Don't judge your answers, just view them objectively, and decide if you are going to take action. Breaking a cycle isn't always a "pleasant" experience- you're BREAKING something; but how you perceive the process can make a huge difference. Today I am also offering you a new perception on breaking cycles.
Are you stuck in a job with terrible management again?
Tell your boss to get off your f*cking lawn.
Okay, maybe don't actually use those words, it'd be a little rude; but that's how I'm suggesting you mentally view the situation. When you're trying to break a cycle, you are trying to get rid of something that no longer serves a positive purpose in your life. Cycles are just junk on your front lawn, and junk serves no purpose. When faced with a person who is not in alignment with you, you can a) use your words to speak your truth, and try to make things better, b) use your words to state you are leaving, and why you are leaving, or c) change your attitude, and not allow that person to bring you down. You're figuratively kicking that cycle, or that person off your lawn.
Are you dating a crazy person again? Are you suffering through being mistreated again?
Tell your significant other to GET OFF YOUR LAWN.
Did you start drinking too much again?
Tell that cocktail to get off your lawn.
Is your anger or fear holding you back again?
That's right. "GET OFF MY LAWN."
These are the words I want you to hear when you are faced with a cycle that doesn't serve you, a person who is not aligned with you, a habit that is not helping you, or an emotion that holds you back.

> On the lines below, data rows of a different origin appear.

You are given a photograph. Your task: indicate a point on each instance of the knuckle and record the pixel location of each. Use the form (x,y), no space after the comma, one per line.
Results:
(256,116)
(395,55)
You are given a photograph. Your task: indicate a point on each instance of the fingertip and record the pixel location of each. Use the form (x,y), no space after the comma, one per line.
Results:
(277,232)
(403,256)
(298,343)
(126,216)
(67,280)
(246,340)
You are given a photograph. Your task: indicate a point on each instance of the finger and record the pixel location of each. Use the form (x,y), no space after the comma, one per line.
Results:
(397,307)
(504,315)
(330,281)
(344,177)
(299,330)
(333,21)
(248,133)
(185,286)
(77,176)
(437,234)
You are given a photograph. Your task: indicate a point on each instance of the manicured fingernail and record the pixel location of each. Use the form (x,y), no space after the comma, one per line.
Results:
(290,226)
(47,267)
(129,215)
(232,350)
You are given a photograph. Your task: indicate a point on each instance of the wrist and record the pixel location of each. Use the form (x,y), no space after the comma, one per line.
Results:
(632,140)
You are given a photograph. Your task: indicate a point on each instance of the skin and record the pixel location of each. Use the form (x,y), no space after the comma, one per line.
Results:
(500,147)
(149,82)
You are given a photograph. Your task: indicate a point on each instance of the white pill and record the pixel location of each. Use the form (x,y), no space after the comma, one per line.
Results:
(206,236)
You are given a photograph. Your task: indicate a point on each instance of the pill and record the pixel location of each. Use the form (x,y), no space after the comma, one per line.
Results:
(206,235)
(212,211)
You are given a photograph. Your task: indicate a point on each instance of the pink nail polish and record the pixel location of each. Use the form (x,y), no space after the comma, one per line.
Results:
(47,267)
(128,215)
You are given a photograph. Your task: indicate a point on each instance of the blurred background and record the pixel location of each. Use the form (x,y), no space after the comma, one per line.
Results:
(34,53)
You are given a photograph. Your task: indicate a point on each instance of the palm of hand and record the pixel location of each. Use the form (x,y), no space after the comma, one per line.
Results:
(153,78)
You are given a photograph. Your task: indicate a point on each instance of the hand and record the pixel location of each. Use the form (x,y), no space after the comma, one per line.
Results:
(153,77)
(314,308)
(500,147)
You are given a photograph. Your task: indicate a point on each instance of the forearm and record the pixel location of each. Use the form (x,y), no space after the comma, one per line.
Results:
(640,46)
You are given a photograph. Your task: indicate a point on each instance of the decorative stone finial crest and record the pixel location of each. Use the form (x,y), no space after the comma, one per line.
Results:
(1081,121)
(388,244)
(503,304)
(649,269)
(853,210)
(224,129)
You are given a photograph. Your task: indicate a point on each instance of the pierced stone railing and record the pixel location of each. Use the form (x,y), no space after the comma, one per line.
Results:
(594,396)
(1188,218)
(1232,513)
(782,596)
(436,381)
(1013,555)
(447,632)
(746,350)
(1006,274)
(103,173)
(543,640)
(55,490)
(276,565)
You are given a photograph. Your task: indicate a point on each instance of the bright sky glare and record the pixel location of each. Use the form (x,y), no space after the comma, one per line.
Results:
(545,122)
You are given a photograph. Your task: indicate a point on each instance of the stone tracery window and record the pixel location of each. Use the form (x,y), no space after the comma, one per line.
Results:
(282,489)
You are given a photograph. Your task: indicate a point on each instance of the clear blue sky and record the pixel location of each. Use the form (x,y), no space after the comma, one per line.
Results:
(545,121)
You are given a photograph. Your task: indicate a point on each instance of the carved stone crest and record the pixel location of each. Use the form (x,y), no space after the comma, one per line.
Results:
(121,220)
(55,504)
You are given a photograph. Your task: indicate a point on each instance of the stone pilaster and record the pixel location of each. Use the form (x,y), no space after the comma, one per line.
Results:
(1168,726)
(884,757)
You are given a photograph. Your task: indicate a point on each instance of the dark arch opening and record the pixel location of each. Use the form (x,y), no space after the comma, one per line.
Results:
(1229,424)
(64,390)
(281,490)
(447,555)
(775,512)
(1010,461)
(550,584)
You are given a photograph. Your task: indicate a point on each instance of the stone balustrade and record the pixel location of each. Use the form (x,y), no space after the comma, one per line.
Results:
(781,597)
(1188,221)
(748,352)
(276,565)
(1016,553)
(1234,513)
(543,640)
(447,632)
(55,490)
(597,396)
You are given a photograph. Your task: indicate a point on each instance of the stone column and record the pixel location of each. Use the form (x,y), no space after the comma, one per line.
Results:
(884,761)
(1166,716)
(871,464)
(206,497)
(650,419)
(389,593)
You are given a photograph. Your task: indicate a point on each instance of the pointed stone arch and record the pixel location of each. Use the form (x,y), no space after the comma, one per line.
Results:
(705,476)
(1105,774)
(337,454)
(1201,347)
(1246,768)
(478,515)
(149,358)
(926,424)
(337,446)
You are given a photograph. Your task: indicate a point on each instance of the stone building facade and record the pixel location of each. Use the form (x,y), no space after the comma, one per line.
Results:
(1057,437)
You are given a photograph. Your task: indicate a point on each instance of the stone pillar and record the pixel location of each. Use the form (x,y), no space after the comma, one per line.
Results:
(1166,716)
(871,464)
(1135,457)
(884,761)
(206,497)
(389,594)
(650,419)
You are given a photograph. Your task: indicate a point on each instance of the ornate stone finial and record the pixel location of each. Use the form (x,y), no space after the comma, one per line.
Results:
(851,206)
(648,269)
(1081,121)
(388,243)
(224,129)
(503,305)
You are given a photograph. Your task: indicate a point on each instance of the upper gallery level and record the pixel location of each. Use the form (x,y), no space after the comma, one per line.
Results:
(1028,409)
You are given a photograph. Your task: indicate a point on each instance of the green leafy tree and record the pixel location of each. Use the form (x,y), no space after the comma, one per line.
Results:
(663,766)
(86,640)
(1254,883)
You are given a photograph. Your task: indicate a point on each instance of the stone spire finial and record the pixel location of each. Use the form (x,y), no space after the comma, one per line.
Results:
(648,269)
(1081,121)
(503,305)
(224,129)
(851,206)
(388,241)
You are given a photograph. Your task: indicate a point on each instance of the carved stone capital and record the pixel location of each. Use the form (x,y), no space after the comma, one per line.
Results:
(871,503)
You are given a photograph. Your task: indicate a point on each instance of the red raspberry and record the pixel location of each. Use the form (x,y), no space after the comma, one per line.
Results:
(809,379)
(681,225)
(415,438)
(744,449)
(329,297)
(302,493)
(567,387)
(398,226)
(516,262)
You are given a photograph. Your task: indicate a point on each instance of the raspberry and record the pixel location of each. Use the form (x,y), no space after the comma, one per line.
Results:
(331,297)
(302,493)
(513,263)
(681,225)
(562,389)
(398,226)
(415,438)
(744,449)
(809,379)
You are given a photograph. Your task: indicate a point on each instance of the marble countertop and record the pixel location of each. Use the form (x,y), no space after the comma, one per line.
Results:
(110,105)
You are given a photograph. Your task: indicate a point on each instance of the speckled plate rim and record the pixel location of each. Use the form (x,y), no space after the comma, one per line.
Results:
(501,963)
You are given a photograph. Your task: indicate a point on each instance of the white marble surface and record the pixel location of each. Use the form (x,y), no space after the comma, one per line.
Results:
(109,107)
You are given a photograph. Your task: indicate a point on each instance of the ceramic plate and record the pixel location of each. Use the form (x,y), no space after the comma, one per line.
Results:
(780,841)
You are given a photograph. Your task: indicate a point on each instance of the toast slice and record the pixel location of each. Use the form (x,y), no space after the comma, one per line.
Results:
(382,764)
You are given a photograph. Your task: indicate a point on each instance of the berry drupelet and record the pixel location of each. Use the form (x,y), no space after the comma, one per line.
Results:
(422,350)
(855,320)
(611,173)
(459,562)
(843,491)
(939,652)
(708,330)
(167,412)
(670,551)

The next time your boss says, "Uh, Karen, it looks like you were 20 seconds late today", I want you to immediately think, "Get OFF my lawn." When you're reaching for a cocktail or a cupcake you're not supposed to be consuming, I want you to look at it and think, "Get off my lawn!". If your family starts trying to take advantage of you again, "Get off my lawn!", if your boyfriend sleeps with your sister, "Get off my lawn!", even if your kid tries to start bossing you around again...hey, guess what, "GET OFF MY LAWN!"
Sometimes you just have to tell things to get off your lawn.